A Pilot Study of SARS-CoV-2 Specific Cytotoxic T Lymphocytes (SARS-CoV-2-CTLs) for Treatment of Mild to Moderate Coronavirus Disease 2019 (COVID-19)
Overview
- Phase
- Phase 1
- Intervention
- Standard of Care
- Conditions
- Covid19
- Sponsor
- New York Medical College
- Enrollment
- 50
- Locations
- 7
- Primary Endpoint
- Incidence of adverse events
- Status
- Recruiting
- Last Updated
- 19 days ago
Overview
Brief Summary
The 2019 Severe Acute Respiratory Syndrome (SARS) is a global pandemic secondary to a novel coronavirus - SARS-CoV-2. The reported case-fatality ratio for SARS-CoV-2 in the United States is 1.8% with a current death toll of >300,000 and climbing.4 There is no accepted standard of care or FDA approved therapies for treatment of COVID-19. Virus specific cytotoxic T lymphocytes (CTLs) have become an important part of the treatment landscape for viral reactivation post hematopoietic and solid organ transplantation. Donor derived CTLs have been shown to be safe and effective against a variety of viruses including CMV, EBV, BK and adenovirus. We hypothesize that SARS-CoV-2 specific CTLs generated from a previously infected family donor will be safe and effective for treatment of COVID-19 in family members with mild to moderate disease.
Investigators
Eligibility Criteria
Inclusion Criteria
- •Age ≥18 to 65 years. AND
- •Proven infection with SARS-CoV-2, defined as detection of SARS-CoV-2 by RT-PCR from nasopharyngeal swab or lower respiratory tract specimen AND
- •Hospitalized at the time of enrollment AND
- •HLA Matched Family Related donor with recent SARS-CoV-2 infection is at least 10 days out from symptom onset.
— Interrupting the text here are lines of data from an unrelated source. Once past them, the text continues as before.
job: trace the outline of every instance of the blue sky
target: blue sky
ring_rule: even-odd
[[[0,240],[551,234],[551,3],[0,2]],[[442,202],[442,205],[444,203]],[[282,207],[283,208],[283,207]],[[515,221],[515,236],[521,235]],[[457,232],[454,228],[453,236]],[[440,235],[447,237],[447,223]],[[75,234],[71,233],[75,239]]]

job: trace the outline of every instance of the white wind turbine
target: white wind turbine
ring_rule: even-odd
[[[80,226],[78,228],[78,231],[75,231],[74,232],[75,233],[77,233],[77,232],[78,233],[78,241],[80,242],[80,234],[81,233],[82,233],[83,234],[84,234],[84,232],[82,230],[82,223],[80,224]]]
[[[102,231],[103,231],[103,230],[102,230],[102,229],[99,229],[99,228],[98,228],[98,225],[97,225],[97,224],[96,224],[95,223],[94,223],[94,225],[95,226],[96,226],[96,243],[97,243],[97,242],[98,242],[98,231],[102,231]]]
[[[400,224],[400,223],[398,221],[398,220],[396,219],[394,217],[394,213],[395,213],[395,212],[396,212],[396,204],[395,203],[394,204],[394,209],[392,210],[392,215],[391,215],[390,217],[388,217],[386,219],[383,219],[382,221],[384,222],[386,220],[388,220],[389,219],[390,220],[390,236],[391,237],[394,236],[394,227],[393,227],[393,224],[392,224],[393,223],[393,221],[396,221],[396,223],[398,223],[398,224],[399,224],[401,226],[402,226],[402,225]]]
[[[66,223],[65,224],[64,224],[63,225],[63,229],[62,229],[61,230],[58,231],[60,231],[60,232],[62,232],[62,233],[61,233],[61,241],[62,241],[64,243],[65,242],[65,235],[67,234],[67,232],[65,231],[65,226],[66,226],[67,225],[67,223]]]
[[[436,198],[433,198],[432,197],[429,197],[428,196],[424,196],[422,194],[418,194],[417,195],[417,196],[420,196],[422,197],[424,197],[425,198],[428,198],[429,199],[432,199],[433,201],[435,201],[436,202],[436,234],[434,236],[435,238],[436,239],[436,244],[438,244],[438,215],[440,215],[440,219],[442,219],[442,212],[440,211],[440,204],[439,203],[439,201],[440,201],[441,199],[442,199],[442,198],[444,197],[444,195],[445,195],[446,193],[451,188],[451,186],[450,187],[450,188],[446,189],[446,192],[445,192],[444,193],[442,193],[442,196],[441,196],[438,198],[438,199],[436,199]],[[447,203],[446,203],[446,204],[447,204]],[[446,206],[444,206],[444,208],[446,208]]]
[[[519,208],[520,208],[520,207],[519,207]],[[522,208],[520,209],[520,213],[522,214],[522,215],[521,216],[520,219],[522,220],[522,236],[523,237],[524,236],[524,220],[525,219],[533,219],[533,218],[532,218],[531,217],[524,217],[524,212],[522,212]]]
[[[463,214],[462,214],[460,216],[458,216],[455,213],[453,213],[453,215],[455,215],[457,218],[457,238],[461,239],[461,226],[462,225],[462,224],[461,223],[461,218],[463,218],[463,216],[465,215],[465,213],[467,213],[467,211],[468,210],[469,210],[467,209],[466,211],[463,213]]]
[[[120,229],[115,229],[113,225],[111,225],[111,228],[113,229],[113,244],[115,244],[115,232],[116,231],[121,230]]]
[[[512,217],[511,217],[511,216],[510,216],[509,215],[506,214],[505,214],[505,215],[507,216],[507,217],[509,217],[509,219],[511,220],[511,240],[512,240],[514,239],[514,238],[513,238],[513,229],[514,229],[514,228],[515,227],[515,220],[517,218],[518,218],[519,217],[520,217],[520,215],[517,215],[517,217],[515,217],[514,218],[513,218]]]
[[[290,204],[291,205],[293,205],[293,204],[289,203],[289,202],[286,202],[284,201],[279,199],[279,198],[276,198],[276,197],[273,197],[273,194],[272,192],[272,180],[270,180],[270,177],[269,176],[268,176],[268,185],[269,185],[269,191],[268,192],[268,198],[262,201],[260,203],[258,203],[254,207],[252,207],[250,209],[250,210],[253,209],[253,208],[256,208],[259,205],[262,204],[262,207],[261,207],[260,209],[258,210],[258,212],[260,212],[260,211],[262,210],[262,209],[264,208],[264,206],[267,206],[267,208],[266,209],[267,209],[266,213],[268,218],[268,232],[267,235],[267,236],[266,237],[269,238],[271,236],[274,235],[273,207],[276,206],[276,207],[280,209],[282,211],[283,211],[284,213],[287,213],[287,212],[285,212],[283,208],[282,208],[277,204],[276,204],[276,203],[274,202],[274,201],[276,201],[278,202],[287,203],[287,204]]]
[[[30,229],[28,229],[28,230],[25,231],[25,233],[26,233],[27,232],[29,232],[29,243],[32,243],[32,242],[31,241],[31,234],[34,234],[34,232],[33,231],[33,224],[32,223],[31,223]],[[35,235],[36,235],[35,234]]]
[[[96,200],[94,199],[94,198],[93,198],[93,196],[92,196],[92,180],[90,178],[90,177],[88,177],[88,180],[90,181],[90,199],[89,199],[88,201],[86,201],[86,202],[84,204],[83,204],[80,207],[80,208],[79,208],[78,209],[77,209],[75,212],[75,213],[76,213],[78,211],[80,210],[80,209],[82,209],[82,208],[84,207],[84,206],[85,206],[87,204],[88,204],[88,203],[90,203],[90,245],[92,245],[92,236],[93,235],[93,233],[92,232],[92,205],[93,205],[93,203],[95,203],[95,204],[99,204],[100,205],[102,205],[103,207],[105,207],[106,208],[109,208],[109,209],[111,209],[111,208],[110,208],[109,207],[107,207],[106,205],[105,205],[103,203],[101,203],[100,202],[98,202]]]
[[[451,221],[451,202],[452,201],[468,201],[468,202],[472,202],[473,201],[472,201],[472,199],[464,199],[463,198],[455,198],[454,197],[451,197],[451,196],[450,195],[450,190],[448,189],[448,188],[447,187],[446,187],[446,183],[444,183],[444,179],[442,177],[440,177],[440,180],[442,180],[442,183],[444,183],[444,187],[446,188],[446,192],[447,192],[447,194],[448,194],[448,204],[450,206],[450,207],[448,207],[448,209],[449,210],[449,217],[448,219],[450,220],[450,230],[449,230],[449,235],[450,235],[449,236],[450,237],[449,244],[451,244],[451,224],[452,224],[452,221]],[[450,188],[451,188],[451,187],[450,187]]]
A negative result for COVID-19 by a diagnostic test is not necessary to qualify the donor AND
- •In Stage I or II of disease (mild or moderate) at the time of enrollment (Table 1) AND
- •ONE of the following high-risk conditions:
- •Chronic lung disease not requiring oxygen at home prior to admission (including but not limited to COPD, cystic fibrosis, asthma and sickle cell disease); Underlying heart disease (including hypertension); Patients with an acute myocardial infarction within the last 3 months will require cardiology clearance prior to enrollment; Diabetes mellitus (type I or II) ; Obesity (BMI ≥ 30); Immunosuppressed, based on investigator's assessment.
Exclusion Criteria
- •Stage III disease (severe) at the time of enrollment (see Table 1)
- •Lack of an identified eligible HLA family related donor
- •No high-risk comorbidities defined in the inclusion criteria (Section 5.1)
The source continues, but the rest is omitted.